Nacque a Venezia nel febbraio 1456 da una famiglia originaria dell'Epiro e sin dai suoi primi anni visse tra Padova e Venezia. Seguì l'insegnamento di lingua greca di D. Calcondila, forse già in occasione della permanenza dell'umanista a Padova, ma sicuramente quando questi passò a Firenze e a Milano: tra 1485 e 1488 vi sono infatti testimonianze di soggiorni del L. a Firenze oltre che a Roma, ed egli stesso, molti anni dopo, avrebbe ricordato di avere seguito a Milano il maestro. Il periodo di formazione dovette completarsi a Padova dove, il 7 maggio 1485, testimoni tra l'altro R. Regio e G. Calfurnio (G. Planza Rufinoni), il L. conseguì la laurea in artibus (De Bellis, 1980, p. 39). L'anno successivo risulta che partecipasse alle riunioni che si svolgevano a Venezia nella casa di F. Buonaccorsi (Callimachus Experiens), allora rappresentante della Polonia presso la Repubblica, ma ritornò poi a Padova, come testimonia uno scambio di missive dell'estate 1486 con Cassandra Fedele (Fedele, pp. 5 s.).
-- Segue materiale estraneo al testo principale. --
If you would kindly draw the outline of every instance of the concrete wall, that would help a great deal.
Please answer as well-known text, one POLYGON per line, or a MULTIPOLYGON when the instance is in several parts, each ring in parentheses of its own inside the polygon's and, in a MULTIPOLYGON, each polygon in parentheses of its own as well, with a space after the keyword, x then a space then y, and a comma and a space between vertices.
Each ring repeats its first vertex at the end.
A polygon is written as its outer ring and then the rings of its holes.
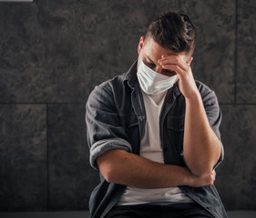
POLYGON ((193 73, 219 98, 225 161, 216 186, 228 210, 256 210, 254 0, 36 0, 0 3, 0 210, 87 209, 85 104, 126 72, 165 10, 198 29, 193 73))

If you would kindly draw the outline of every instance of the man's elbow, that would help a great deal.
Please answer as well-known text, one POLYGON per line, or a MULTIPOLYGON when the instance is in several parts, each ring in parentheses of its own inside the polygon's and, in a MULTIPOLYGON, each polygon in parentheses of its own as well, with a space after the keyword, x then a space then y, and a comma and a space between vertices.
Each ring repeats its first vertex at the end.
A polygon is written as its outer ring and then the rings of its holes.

Mentre sono di dubbia attribuzione alcuni documenti su proprietà terriere e case (forse pertinenti al fratello Bartolomeo), è probabile che il L. trascorresse a Padova tutto il decennio successivo (certo vi si trovava nel 1492, cfr. Serena, p. 6), fino al 21 apr. 1497, quando ottenne dal Senato veneziano l'incarico di insegnare Aristotele sul testo greco ("maxime in philosophia et medicina") sulla base, si sostiene nel documento di nomina, di una richiesta generale da parte degli scolari (Arch. di Stato di Venezia, Senato, Terra, reg. 12, c. 201r).

Le lezioni presso la cattedra padovana e il successivo insegnamento a Venezia misero in luce la tendenza del L. alla conciliazione delle dottrine di Platone e di Aristotele, dopo un'iniziale adesione a idee averroistiche: una posizione di taglio ancora umanistico, memore della lezione di E. Barbaro, distinta dalle opzioni coeve di un P. Pomponazzi. L'incrocio in L. dell'approccio filologico e dell'indagine filosofica condotta sulle opere meno note di Aristotele improntò una generazione intera di intellettuali di rilievo, da P. Valeriano a T. Gabriele, P. Gaurico, L.P. Roselli, L. Filalteo (di quest'ultimo si conservano testimonianze sul L. in Libri tres epistolarum, Pavia 1564, pp. 4, 65, 89-92). Significativo anche il magistero esercitato su un gruppo di studiosi inglesi impegnati a completare la loro formazione umanistica tra Venezia e Padova: tra gli altri R. Pace, T. Linacre, W. Latimer e quel C. Tunstall che svolse un ruolo di tramite tra il circolo e la tipografia di A. Manuzio e il L. (Woolfson, pp. 90-93).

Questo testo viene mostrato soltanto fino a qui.